- Portrayed by: Nathan Purdee
- Duration: 1992–2003; 2009;
- First appearance: January 31, 1992
- Last appearance: April 8, 2009
- Created by: Michael Malone
- Introduced by: Linda Gottlieb; Frank Valentini (2009);
- Crossover appearances: All My Children

= Hank Gannon =

Hank Gannon is a fictional character from the American ABC soap opera One Life to Live.

==Casting==
The role of Hank was originated by actor Nathan Purdee on January 31, 1992. Purdee continued regularly appearing in the role until July 18, 2003, and he returned for three episodes in April 2009.

==Storylines==

Divorced attorney Hank Gannon arrives in fictional Llanview hired to defend Sarah Gordon Buchanan (Jensen Buchanan) in the murder of Carlo Hesser (Thom Christopher). In 1993, he finds himself as the prosecuting district attorney head-to-head against ex-wife Nora Hanen (Hillary B. Smith) in the infamous Todd Manning and Marty Saybrooke rape trial. Nora throws the case upon uncovering evidence implicating Todd in the rape, although Todd never serves jail time.

After years of prosecuting Llanview criminals, Hank leaves his post as district attorney in 2003 after mishandling of the Mitch Laurence (Roscoe Born) murder case.
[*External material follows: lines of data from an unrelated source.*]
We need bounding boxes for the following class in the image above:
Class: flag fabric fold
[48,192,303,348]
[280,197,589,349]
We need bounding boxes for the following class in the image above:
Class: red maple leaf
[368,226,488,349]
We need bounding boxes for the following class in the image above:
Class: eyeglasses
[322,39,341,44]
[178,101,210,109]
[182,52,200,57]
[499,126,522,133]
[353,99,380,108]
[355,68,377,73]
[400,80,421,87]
He returns to Llanview with his daughter Rachel in April 2009 upon the news that Nora's son Matthew (Eddie Alderson) was paralyzed in a car accident.

==Reception==
In 2020, Candace Young and Charlie Mason put Hank on their list of Daytime's Most Important African-American Characters, commenting "By the time we met Nathan Purdee's "The Cannon," he'd already traded the football field for the courtroom" and that he was a "mvp" who could "still score".